This Tender Offer Statement on Schedule TO (together with any amendments and supplements hereto,
this Schedule TO) is being filed by Xerox Holdings Corporation, a New York corporation (Xerox), and XHC Acquisition Corp., a Delaware corporation (Purchaser), and relates to the third-party tender offer by
Purchaser to exchange each issued and outstanding share of common stock, par value $0.01 per share (including the associated rights to purchase preferred stock, the HP common stock), of HP Inc., a Delaware corporation (HP),
for $18.40 in cash and 0.149 shares of common stock, $1.00 par value per share, of Xerox (the Xerox common stock), the Cash Election Consideration (as set forth on the cover page of the Offer to Exchange) or the Stock Election
Consideration (as set forth on the cover page of the Offer to Exchange), subject in each case to the election and proration procedures described in (1) the Offer to Exchange, dated March 2, 2020 (the Offer to Exchange), and
(2) the related Letter of Election and Transmittal (the offer reflected by such terms and conditions, as they may be amended, supplemented or extended from time to time, constitutes the Offer).
On March 2, 2020, Xerox filed a Registration Statement on Form S-4 (the Registration
Statement), of which the Offer to Exchange forms a part. The terms and conditions of the Offer are set forth in the Offer to Exchange and the related Letter of Election and Transmittal, which are set forth as Exhibits (a)(1)(A) and (a)(1)(B)
hereto.
All information contained in the Offer to Exchange and the Letter of Election and Transmittal, and any prospectus supplement or other
supplement thereto related to the Offer, is hereby expressly incorporated herein by reference in response to all items in this Schedule TO, and as more precisely set forth below.
Item 1. Summary Term Sheet
The information set forth in the section of
the Offer to Exchange titled Summary is incorporated herein by reference.
Item 2. Subject Company Information
(a) As described in the Offer to Exchange, the subject company and issuer of the securities subject to the Offer is HP Inc., a Delaware corporation. Its
principal executive offices are located at 1501 Page Mill Road, Palo Alto, California. Its telephone number is (650) 857-1501.
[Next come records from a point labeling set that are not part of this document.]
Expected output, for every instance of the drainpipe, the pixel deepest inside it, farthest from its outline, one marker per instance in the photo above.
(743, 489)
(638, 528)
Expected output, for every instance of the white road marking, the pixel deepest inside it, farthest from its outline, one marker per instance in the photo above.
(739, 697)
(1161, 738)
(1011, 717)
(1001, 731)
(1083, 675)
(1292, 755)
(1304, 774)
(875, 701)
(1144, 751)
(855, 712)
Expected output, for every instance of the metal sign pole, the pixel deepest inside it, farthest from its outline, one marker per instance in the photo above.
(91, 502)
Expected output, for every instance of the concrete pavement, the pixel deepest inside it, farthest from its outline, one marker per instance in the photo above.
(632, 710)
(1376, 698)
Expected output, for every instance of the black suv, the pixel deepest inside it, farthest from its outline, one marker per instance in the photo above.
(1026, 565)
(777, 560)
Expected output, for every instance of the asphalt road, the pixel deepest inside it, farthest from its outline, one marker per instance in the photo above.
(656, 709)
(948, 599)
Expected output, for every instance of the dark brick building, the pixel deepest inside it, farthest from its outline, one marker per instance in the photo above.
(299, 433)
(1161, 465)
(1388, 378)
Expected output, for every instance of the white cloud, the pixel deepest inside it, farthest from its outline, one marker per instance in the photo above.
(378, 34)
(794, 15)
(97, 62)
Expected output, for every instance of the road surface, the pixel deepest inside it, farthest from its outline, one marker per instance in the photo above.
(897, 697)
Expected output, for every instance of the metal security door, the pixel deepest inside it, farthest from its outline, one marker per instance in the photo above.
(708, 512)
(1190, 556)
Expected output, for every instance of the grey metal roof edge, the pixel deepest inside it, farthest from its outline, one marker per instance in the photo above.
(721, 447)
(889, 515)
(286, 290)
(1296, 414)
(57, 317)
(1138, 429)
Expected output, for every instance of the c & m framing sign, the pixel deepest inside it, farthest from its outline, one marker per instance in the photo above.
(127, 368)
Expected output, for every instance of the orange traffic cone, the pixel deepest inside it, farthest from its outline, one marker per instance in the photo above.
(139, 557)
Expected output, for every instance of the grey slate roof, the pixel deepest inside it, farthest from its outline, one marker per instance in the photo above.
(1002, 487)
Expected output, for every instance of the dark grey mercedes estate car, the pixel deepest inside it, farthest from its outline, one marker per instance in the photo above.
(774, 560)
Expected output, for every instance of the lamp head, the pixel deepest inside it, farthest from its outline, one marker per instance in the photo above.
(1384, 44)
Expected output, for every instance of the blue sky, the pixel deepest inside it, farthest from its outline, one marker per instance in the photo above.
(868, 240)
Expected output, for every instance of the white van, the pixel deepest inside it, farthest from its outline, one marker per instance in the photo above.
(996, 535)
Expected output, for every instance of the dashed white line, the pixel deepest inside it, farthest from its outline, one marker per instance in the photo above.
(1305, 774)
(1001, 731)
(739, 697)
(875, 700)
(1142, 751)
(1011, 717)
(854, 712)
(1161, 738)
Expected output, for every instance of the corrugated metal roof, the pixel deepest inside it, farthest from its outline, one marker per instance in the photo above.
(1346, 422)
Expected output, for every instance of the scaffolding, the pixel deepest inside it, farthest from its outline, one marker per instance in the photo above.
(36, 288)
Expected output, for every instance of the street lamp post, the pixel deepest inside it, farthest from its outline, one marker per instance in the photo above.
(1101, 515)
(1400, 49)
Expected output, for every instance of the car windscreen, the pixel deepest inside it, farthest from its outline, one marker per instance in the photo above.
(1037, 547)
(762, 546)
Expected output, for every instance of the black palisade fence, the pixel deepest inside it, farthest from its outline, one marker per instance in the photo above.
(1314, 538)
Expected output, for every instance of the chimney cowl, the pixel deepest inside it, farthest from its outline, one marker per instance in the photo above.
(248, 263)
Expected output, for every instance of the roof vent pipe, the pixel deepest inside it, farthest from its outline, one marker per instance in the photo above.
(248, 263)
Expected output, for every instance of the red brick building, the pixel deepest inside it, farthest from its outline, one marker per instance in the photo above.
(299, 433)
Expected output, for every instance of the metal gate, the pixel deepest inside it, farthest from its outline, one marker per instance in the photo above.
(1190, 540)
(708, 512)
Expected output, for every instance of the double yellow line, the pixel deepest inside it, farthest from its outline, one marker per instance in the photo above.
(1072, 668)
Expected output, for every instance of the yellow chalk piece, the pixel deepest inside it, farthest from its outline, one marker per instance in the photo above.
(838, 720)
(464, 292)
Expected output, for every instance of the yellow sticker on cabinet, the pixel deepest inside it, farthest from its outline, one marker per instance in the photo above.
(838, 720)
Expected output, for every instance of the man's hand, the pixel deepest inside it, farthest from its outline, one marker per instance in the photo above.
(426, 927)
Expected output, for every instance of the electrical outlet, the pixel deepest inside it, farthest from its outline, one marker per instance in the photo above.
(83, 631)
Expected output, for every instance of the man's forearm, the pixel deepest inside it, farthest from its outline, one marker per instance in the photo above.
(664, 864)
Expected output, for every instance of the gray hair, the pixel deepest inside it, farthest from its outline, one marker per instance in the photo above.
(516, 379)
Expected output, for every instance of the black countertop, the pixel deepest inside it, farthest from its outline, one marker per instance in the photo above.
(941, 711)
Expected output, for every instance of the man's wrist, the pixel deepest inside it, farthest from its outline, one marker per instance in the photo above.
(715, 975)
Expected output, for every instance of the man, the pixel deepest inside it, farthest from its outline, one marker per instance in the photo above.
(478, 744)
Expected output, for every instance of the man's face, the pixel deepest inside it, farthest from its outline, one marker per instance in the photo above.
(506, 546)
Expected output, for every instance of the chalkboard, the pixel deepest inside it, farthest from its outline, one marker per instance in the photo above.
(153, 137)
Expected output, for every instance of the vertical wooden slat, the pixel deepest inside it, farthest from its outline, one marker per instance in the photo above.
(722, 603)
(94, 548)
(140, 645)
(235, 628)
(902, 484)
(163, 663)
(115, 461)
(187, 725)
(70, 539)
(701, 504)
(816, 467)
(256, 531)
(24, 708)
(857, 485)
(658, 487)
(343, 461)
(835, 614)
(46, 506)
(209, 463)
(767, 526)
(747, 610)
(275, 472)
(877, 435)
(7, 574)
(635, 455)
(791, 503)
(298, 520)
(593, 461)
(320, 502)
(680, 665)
(b) The Schedule TO relates to the HP common stock. Based on the information contained in the Annual Report on Form
10-K filed with the Securities and Exchange Commission by HP on December 12, 2019, there were 1,453,187,484 shares of HP common stock outstanding as of such date.
(c) The information set forth in the section of the Offer to Exchange titled Comparative Per Share Market Price and Dividend Information is
incorporated herein by reference.
Item 3. Identity and Background of Filing Person
(a), (b), (c) The information set forth in the sections of the Offer to Exchange titled Summary Information About the Companies, Information
About the Companies, The Offer Certain Relationships with HP and Interest of Xerox and Xeroxs Executive Officers and Directors in the Offer, and Schedule I to the Offer to Exchange, is incorporated herein by reference.
Item 4. Terms of the Transaction
(a)(1)(i) The
information set forth in the sections of the Offer to Exchange titled Summary The Offer and The Offer Overview is incorporated herein by reference.